Within Congress, I have been working to reign in the overzealous EPA regulators and their seemingly never-ending over-regulation. My goal is to ensure that our nation’s regulators keep their focus on protecting our environment, but also on protecting much needed jobs and strengthening our economy.
Just this week, I voted to stop the EPA from another out-of-control regulatory over-reach. The EPA wants to double the standard by which our nation regulates farm dust by putting another undue burden on our nation’s farmers. I sometimes wonder if anyone from the EPA has ever visited a farm. Farmers work with the soil in fields where sometimes dust is stirred up. They also work in rural areas on unpaved roads that again cause the creation of dust. Dust is a fact of life in rural America and our farmers have gone to great lengths to conserve soil which helps to prevent undue amounts of dust. What they do not need is another Washington bureaucrat making their job even more difficult and more expensive.
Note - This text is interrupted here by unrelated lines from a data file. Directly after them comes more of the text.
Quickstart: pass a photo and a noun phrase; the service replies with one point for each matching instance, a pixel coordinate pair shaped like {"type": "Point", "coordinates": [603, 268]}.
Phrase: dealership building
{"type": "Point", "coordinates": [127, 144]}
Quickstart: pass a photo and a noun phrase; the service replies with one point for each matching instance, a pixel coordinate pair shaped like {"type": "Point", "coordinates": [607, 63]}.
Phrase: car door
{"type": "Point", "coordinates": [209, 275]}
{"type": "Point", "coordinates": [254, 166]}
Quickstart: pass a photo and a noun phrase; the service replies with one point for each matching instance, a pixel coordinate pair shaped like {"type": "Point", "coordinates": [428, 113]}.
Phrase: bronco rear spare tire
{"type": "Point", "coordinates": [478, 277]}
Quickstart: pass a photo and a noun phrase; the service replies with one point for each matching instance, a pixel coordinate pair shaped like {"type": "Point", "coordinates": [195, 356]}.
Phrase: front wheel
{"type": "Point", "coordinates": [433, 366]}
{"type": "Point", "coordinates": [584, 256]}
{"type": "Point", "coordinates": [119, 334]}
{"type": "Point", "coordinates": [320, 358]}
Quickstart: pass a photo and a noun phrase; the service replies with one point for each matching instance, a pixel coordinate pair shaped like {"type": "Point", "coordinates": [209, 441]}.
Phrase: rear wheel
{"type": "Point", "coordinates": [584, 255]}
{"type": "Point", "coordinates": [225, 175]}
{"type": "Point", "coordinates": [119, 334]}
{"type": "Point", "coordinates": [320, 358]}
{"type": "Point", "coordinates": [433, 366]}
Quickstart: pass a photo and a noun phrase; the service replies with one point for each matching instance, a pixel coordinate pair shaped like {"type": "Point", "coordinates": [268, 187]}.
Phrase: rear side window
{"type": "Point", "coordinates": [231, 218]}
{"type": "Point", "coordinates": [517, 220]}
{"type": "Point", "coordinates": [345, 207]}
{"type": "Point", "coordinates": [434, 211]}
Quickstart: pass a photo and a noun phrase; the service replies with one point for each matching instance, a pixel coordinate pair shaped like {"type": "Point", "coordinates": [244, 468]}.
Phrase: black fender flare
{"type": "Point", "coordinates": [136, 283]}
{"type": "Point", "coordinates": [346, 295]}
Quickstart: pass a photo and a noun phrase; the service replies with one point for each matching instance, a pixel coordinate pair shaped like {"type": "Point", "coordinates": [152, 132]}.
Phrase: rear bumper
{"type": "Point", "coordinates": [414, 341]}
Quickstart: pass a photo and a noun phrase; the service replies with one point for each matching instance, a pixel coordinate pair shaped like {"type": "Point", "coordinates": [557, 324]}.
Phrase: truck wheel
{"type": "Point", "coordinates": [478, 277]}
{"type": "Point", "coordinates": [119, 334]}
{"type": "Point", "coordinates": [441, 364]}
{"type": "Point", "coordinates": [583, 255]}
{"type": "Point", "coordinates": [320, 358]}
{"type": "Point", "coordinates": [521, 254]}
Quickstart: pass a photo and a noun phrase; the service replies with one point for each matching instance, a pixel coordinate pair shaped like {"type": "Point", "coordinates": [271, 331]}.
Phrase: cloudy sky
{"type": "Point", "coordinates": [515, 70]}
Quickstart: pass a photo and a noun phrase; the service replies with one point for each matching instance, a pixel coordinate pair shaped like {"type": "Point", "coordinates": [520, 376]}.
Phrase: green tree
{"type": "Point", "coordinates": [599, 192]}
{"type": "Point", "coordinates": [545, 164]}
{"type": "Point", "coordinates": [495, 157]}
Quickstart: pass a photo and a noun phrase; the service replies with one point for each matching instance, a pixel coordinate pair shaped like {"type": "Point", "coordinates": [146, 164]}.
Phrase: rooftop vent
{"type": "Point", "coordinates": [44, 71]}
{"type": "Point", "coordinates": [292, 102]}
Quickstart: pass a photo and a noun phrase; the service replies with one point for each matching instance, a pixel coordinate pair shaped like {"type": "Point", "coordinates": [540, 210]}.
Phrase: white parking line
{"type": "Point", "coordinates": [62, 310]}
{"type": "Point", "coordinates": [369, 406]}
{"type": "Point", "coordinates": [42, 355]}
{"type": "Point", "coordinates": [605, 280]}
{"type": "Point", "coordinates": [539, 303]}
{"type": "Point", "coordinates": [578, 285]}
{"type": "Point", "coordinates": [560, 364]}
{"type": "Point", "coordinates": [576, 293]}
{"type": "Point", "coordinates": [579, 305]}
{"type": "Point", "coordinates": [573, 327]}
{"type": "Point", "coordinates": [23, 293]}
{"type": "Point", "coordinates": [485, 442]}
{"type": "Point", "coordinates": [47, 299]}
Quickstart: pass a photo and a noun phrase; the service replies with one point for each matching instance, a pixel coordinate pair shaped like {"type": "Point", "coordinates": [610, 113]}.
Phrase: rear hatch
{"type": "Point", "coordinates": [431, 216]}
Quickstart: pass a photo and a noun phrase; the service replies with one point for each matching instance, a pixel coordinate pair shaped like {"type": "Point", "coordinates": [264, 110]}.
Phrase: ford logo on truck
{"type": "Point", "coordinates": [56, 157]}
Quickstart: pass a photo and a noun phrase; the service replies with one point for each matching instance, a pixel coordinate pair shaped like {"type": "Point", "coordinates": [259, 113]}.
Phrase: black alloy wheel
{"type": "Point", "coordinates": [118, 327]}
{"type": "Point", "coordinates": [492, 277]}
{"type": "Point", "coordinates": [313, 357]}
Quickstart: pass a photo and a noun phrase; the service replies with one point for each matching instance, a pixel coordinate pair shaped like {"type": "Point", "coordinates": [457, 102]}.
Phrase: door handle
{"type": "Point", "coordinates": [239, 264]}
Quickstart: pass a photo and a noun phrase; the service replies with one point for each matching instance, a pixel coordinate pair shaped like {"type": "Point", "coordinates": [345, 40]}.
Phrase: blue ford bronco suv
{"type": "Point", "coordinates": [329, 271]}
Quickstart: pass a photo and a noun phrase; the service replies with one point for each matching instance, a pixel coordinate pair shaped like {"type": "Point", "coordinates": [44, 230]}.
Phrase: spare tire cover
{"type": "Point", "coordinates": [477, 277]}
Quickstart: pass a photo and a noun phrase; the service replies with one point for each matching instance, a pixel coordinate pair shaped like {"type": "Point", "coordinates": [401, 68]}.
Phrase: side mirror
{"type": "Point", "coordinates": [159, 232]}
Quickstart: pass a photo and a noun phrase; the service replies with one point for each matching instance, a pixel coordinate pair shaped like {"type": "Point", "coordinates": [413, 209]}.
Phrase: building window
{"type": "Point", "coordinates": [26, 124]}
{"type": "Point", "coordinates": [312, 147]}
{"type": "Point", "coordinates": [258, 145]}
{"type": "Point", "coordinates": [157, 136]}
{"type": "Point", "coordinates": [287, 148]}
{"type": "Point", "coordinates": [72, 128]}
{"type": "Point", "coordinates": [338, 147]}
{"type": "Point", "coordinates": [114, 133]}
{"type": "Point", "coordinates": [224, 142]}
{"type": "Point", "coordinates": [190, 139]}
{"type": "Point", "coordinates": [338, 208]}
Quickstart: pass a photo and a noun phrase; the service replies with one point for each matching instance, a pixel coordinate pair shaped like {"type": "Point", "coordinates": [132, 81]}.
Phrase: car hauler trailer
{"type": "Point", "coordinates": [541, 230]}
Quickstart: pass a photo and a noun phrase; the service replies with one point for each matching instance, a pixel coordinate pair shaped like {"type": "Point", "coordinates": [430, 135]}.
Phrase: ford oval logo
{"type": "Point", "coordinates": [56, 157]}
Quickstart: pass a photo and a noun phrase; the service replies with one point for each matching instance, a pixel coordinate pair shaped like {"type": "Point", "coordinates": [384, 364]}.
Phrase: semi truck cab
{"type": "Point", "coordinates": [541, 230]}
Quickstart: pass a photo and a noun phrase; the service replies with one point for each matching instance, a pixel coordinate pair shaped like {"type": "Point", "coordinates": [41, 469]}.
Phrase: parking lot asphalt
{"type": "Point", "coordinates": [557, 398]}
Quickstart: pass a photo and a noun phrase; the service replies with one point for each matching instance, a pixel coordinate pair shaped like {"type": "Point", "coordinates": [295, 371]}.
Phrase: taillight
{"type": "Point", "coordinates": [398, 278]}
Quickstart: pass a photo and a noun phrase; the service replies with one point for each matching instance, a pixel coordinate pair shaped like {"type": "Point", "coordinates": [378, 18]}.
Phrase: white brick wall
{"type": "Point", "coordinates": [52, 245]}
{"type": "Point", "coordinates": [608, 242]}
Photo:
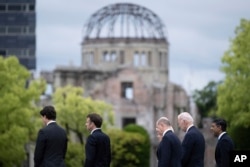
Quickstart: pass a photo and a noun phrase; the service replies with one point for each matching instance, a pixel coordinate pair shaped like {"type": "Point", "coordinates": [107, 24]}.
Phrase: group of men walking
{"type": "Point", "coordinates": [51, 144]}
{"type": "Point", "coordinates": [190, 152]}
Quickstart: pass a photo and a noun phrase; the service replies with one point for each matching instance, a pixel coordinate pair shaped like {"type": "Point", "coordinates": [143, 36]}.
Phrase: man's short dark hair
{"type": "Point", "coordinates": [49, 112]}
{"type": "Point", "coordinates": [221, 122]}
{"type": "Point", "coordinates": [96, 119]}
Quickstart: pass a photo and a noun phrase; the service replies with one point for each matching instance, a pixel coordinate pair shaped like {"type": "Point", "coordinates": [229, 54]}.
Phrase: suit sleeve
{"type": "Point", "coordinates": [40, 147]}
{"type": "Point", "coordinates": [165, 152]}
{"type": "Point", "coordinates": [90, 150]}
{"type": "Point", "coordinates": [224, 151]}
{"type": "Point", "coordinates": [187, 145]}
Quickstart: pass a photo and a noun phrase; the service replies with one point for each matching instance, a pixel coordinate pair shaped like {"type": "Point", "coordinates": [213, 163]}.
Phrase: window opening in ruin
{"type": "Point", "coordinates": [161, 59]}
{"type": "Point", "coordinates": [136, 59]}
{"type": "Point", "coordinates": [149, 58]}
{"type": "Point", "coordinates": [143, 59]}
{"type": "Point", "coordinates": [91, 58]}
{"type": "Point", "coordinates": [106, 56]}
{"type": "Point", "coordinates": [113, 56]}
{"type": "Point", "coordinates": [121, 57]}
{"type": "Point", "coordinates": [127, 90]}
{"type": "Point", "coordinates": [127, 121]}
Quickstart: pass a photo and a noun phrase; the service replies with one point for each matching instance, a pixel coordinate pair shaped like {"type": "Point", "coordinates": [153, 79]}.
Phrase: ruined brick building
{"type": "Point", "coordinates": [125, 62]}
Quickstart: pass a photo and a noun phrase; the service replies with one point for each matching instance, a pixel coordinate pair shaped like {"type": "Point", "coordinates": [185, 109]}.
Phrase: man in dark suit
{"type": "Point", "coordinates": [51, 144]}
{"type": "Point", "coordinates": [169, 149]}
{"type": "Point", "coordinates": [193, 144]}
{"type": "Point", "coordinates": [97, 148]}
{"type": "Point", "coordinates": [224, 144]}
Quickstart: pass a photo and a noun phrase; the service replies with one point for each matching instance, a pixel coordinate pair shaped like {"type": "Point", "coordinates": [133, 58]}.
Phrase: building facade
{"type": "Point", "coordinates": [18, 31]}
{"type": "Point", "coordinates": [125, 63]}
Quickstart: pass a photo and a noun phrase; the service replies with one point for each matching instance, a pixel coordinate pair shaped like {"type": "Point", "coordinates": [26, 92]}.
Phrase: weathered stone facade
{"type": "Point", "coordinates": [130, 73]}
{"type": "Point", "coordinates": [139, 93]}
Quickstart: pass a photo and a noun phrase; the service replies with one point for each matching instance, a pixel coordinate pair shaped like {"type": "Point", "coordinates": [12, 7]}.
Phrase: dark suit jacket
{"type": "Point", "coordinates": [222, 151]}
{"type": "Point", "coordinates": [169, 151]}
{"type": "Point", "coordinates": [51, 146]}
{"type": "Point", "coordinates": [98, 151]}
{"type": "Point", "coordinates": [193, 148]}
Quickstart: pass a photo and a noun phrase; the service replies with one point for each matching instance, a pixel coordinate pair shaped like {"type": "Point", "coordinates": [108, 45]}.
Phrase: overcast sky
{"type": "Point", "coordinates": [199, 33]}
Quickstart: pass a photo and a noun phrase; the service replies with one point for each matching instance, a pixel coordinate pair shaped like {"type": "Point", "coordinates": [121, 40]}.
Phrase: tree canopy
{"type": "Point", "coordinates": [234, 93]}
{"type": "Point", "coordinates": [205, 99]}
{"type": "Point", "coordinates": [18, 110]}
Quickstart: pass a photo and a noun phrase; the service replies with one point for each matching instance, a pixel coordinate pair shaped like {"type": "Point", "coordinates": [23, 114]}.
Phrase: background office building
{"type": "Point", "coordinates": [18, 31]}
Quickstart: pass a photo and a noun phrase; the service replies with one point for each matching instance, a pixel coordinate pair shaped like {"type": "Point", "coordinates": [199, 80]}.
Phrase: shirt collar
{"type": "Point", "coordinates": [168, 129]}
{"type": "Point", "coordinates": [94, 130]}
{"type": "Point", "coordinates": [51, 121]}
{"type": "Point", "coordinates": [189, 127]}
{"type": "Point", "coordinates": [221, 135]}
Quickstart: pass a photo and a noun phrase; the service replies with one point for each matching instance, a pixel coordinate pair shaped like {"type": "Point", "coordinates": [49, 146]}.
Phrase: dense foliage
{"type": "Point", "coordinates": [234, 93]}
{"type": "Point", "coordinates": [143, 157]}
{"type": "Point", "coordinates": [19, 114]}
{"type": "Point", "coordinates": [72, 109]}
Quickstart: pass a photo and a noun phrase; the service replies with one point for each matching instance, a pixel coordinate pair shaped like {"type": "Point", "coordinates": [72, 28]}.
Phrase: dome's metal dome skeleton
{"type": "Point", "coordinates": [124, 20]}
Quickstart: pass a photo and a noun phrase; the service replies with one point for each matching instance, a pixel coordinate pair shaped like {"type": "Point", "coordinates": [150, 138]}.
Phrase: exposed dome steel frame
{"type": "Point", "coordinates": [124, 20]}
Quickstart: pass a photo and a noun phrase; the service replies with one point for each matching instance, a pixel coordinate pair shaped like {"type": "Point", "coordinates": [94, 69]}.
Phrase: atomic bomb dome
{"type": "Point", "coordinates": [124, 20]}
{"type": "Point", "coordinates": [125, 63]}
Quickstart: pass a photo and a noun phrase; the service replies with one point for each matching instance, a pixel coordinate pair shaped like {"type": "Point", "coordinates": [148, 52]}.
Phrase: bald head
{"type": "Point", "coordinates": [163, 120]}
{"type": "Point", "coordinates": [185, 120]}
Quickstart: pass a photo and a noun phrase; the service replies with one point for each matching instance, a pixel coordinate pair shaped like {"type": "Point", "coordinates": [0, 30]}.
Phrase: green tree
{"type": "Point", "coordinates": [18, 110]}
{"type": "Point", "coordinates": [205, 99]}
{"type": "Point", "coordinates": [72, 109]}
{"type": "Point", "coordinates": [144, 155]}
{"type": "Point", "coordinates": [234, 92]}
{"type": "Point", "coordinates": [126, 148]}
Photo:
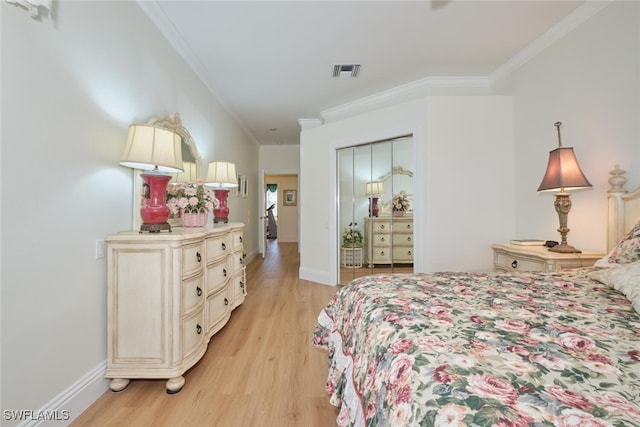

I am proud to have supported and voted for passage in the U.S. House of H.R.1633, the Farm Dust Regulation prevention Act of 2011 which would prohibit the EPA from burdening farmers and small business owners in rural America with additional dust regulations.
We must all now urge the U.S. Senate to swiftly pass this bill and ensure that the EPA doesn’t continue to create more regulatory dust that is choking America’s farmers.